Prikkelbaarheid kan op den duur dus gevaarlijk zijn, omdat deze de vitaliteit
of immuniteit tot een bepaald niveau verlaagt, waardoor vatbaarheid voor ziekte
ontstaat. Griep en verkoudheid liggen meestal in angst en bezorgdheid
geworteld. Prikkelbaarheid geeft echter aanleiding tot diverse ontstekingen.
Voor het lijf betekent dit dat er te veel innerlijke strijd overgenomen is van
de ziel en dat zulke conflicten (ontstekingen) zich vervolgens in het lichaam
manifesteren. Het kan immers te veel worden. Komen we dan bij iemand veel
ontstekingen tegen, dan zou dat kunnen betekenen, zonder dat de zieke dit weet,
dat hij met langdurige haat of ontevredenheidsgevoelens te kampen heeft.
Een diepe afkeer zou aanwezig kunnen zijn in het bewustzijn.

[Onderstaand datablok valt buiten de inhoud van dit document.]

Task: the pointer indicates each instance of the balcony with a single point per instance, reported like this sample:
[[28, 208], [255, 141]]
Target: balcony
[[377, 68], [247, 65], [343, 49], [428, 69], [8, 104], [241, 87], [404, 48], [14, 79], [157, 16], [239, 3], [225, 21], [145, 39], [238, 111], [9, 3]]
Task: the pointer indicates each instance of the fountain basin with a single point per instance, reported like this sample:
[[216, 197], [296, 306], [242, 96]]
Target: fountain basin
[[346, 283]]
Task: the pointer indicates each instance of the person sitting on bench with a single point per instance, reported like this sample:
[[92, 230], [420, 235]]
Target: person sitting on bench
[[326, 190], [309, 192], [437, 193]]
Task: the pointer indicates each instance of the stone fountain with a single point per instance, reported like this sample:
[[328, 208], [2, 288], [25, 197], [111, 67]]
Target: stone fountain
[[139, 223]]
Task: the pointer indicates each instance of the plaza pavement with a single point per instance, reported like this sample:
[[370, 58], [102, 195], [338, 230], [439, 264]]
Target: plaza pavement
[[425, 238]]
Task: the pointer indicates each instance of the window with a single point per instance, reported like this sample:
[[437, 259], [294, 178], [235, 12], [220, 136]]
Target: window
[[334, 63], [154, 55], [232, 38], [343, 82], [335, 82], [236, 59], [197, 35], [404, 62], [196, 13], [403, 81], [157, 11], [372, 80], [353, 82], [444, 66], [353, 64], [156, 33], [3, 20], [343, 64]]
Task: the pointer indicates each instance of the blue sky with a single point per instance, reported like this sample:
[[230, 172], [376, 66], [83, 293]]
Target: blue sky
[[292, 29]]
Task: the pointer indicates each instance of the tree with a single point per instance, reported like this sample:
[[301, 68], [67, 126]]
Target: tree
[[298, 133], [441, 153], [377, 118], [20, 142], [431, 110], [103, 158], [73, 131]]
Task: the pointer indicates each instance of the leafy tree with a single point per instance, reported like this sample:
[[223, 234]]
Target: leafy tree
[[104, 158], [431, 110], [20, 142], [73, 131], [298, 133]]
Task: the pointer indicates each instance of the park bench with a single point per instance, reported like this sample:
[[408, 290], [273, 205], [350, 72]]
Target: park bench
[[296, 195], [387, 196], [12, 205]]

Leeft hij voortdurend in een omgeving waar geïrriteerdheid heerst of waar hij het
gevoel heeft verguisd te zijn, dan kan vroeg of laat zijn bloedstroom ook
aangetast worden. In een gelijkende situatie zal hij dan ontvankelijk worden
voor telkens terugkerende infecties, evenals voor een eventuele vergiftiging
van zijn bloed. Alle ziekten zijn het gevolg van een geremd zielenleven. Het
stadium van ‘weerstand’ of ‘immuniteit’ bewaart zijn eigen integriteit, maar
weliswaar tijdelijk. Dit wordt bepaald door zijn eigen soort en eigen omgeving.

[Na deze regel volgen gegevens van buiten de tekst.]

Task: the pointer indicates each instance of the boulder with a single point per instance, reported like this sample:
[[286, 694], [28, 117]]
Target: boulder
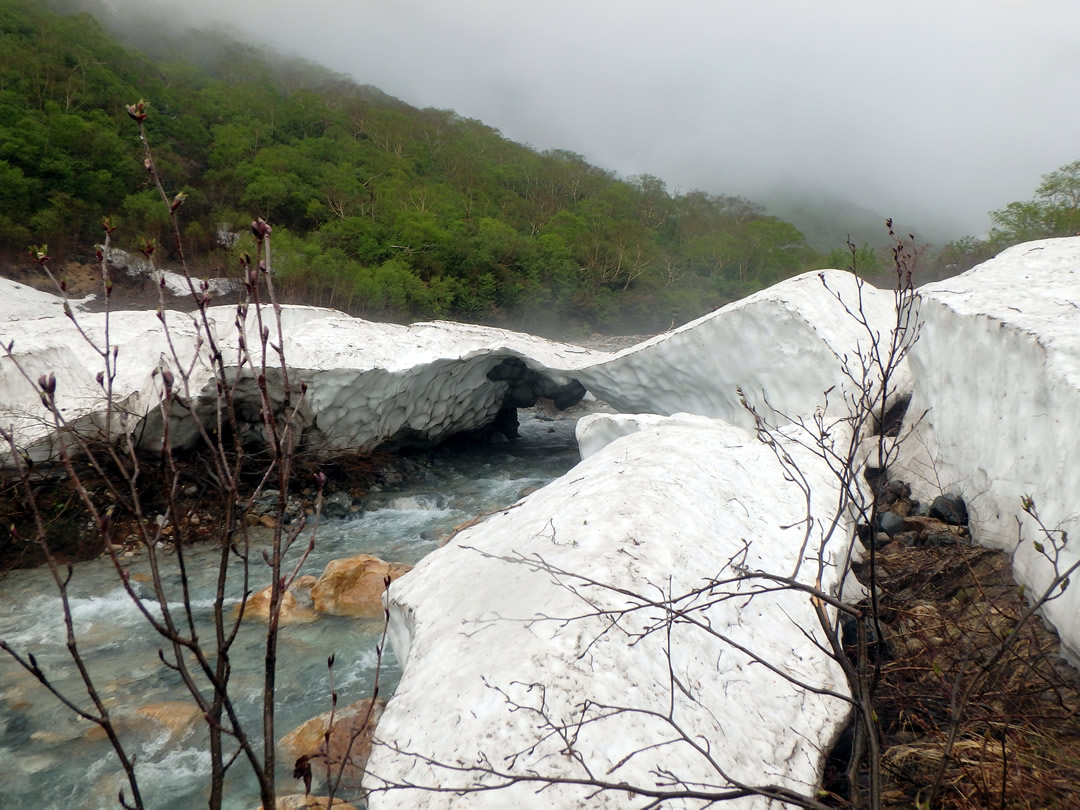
[[354, 586], [179, 716], [949, 509], [352, 731], [296, 607], [301, 801], [477, 626], [996, 373]]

Hierdoor weerstaat de mens met succes elke ‘aantrekking’ en opslorping van
vitaliteit.
In het stadium van ‘afgeven’ zal geleidelijk een punt van
verzwakking kunnen komen en het lichamelijk weefsel aantasten. Het lichaam
bestaat uit diverse krachtlijnen en krachtpunten. Kruisgewijs vormt zich het
energiecentrum. Waar vele krachtlijnen elkaar kruisen, daar is het
energiecentrum des te groter. Het krachtigste immuniteitscentrum ligt vlakbij
de thymusklier en het hart, nauw verbonden met de zenuw van de ‘vagus’. De vrije energiestroom vloeit door de acupunctuurpunten
en stroomt verder in de meer grofstoffelijk gelegen energiebanen. Dit is een
normaal proces bij een gezonde immuniteit en naar alle waarschijnlijkheid
zullen er dan niet zo snel ontstekingen optreden. De stroom van het leven zelf
ligt echter in het hart verankerd. Die bepaalt uiteindelijk de volumevitaliteit
van de mens evenals het grensgebied van zijn existentie
Therapie
Om de directe oorzaak van een acute of chronische ontsteking te
achterhalen, is veel tijd nodig. Er kunnen al voorzorgsmaatregelen getroffen
worden door het vermijden van prikkelbare situaties. Eerst moet men op
‘verhaal’ komen en voldoende rust krijgen. Gejaagdheid dient vermeden te
worden; een dergelijke eigenschap neigt weer gauw tot een ontstekingssituatie.
Een constant of gauw boos iemand zal op den duur zijn accu leeg aantreffen. Het
gevolg is dat hij uitgeput raakt en het ‘vermoeidheidssyndroom’ dient zich aan.
De boosheid hoeft echter voor de buitenwereld niet merkbaar te zijn. Kleine
aanleidingen kunnen al ‘irriteren’. In zo´n geval beschikt men niet meer over
voldoende weerstand en er kan geen beroep gedaan worden op de ‘reserves’. In de
therapie wordt de huishouding van de mineralen- en de spoorelementen gedurende
zeven weken in balans gebracht en tegelijk dient de ‘geprikkelde’ zich meer
bewust te worden van zijn situatie in de vorm van psycho(synthese)therapie.